Price banks, credit union and the dealer for loan. Dealer can tack on up to 3% of interest legally as profit. They will see as prime target at dealer since a customer like you with poorer credit is a target for more profit.

Have you thought of buying slightly used. This truck has terrible(bottom barrel) depreciation making in a relative bargain slightly used. My credit union offers same rates new as as used up to 3yrs/60k miles.


#10

when i just got married, i couldn’t get an american express card. i was traveling alot, and being just out of high school, i had no credit history also.

my mother suggested i go to the bank and get a 3,000 personal loan. (i had almost 4ooo in the bank.) they thought i was a little crazy, but they gave me a 3,000 loan. i think the loan was for a 3 or 4 year term. i paid the loan off in 4 or 5 months. shortly after i paid the loan off, i started getting credit card offers in the mail. i guess that seeing my loan, opening, paying, then paying it off was attractive to get credit.

also, i suggested getting your credit report earlier. the reason you should get that is to check for errors, and to make sure no one else has gotten your personal info, and taken loans out in your name. it really stinks when you go for a loan, and have either a high interest rate, or can’t even get a loan, due to bad credit. ensure that you really have NO credit, and not BAD credit.

you do have some credit, since you pay telephone bills, electric bills, etc.


#11

Do you have a bank where you do regular business (checking and/or savings account)? That’s the best place to start. Even without a proper credit history, a bank that has a positive relationship with you is going to be far more inclined to pre-approve a car loan with a reasonable interest rate. My wife was recently in a situation like yours… because all of our finances are in my name, and she’s never had anything to report on her credit report. So, when she went to buy her first car, intending to have the entire transaction under her name, the bank the dealer works with balked, and wouldn’t approve the sale without me as a co-signer. Not because she had bad credit, but simply because she had no credit. Her bank, however, was more than willing to approve the loan, based on her solid history with them (always carried a balance in her savings account and checking account, and has never overdrawn). Your personal bank will also almost always (emphasis on almost) offer a better interest rate than the dealer.

As far as the dealer or bank lowballing your credit score, you can always check your report for free (at all three credit reporting agencies) once a year at www.annualcreditreport.com and for a small fee you can get your credit score as well (just don’t get tricked into signing up for additional products/services).


#12

The more you put down on the vehicle, the better the interest will be. One thing that is different about a car loan over other consumer loans is the time that you will be “upside down” with the loan, that is you will owe more money than the vehicle is worth. That is not only a problem with defaults, but if the vehicle is totaled in an accident, the insurance pay out won’t cover the loan. Sometimes you have to get additional loan insurance which is sold as a percent of balance.

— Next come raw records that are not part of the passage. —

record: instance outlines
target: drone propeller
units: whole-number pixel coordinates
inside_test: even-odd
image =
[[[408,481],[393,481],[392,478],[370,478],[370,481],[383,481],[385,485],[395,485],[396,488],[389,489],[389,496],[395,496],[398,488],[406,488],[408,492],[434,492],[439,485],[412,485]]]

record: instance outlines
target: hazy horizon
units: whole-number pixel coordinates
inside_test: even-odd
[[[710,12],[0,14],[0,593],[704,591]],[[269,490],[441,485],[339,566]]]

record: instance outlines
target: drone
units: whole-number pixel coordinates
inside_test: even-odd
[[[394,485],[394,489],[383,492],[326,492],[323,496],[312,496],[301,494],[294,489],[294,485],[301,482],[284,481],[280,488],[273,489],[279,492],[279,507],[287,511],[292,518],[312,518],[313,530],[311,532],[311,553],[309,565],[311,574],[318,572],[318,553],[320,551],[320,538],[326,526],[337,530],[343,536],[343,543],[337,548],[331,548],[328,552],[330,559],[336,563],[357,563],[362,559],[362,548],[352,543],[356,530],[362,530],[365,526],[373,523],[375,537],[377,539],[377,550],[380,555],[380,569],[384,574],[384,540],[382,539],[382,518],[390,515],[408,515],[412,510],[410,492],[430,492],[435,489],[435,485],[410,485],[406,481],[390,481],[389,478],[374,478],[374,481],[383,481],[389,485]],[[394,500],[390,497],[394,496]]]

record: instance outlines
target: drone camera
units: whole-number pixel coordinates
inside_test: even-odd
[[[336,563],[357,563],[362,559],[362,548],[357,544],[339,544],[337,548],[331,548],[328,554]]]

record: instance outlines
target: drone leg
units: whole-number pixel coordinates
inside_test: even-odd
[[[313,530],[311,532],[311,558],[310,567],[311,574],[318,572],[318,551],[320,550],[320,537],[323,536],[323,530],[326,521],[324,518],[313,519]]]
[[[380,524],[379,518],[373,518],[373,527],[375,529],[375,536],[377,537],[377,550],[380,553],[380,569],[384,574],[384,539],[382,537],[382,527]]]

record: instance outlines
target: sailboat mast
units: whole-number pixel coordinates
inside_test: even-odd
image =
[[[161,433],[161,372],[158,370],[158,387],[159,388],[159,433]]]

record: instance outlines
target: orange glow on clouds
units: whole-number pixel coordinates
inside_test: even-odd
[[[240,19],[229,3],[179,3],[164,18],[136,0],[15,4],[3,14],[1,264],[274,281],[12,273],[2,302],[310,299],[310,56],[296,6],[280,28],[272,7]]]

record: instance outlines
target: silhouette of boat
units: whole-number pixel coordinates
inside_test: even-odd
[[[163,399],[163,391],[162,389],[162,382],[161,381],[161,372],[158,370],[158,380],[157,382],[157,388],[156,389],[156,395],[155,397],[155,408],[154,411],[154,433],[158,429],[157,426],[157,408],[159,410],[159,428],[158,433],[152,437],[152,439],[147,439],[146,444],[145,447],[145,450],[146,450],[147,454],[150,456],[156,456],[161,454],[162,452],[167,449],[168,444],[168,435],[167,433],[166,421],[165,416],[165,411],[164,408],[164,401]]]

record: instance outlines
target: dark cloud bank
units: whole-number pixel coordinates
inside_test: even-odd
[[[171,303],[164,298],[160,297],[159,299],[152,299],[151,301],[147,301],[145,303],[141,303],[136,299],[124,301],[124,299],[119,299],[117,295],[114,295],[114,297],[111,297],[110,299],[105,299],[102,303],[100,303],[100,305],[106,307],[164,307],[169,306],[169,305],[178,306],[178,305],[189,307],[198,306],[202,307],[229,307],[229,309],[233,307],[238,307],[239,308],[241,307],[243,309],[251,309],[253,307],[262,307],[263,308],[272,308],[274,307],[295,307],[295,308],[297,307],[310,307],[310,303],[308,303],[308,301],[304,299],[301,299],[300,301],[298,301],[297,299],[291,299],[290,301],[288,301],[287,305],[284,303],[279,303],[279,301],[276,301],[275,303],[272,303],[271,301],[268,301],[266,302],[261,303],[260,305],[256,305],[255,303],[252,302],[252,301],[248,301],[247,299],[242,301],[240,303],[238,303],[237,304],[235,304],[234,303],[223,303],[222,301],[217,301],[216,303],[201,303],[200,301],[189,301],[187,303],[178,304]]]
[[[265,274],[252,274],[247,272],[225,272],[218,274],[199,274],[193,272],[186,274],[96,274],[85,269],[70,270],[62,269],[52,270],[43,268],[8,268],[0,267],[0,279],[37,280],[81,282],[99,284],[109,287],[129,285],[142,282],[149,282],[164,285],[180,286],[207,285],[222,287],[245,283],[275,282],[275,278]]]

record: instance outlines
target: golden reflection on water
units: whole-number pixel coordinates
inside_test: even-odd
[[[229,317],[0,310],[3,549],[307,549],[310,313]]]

The greater your down payment, the shorter the time you will be upside down. If your parents are willing to co-sign, that will be a big help also.


#13

Buying a big ticket item on credit can help establish a credit rating in case MindBrain wants to buy a house a few years from now. I agree that loans for things that depreciate are a bad idea, but in this case it can have a good long term use.

MindBrain, I suggest that you consider a used 2005-2007 Ranger XL. The rate will be higher than a new truck, but the lower cost can reduce the monthly payment or length of the loan. I’d opt for the same monthly payment and a shorter term. This will double your work load - you need to shop for a loan and for a suitable truck. Do your homework well in both areas and you have a better chance of success.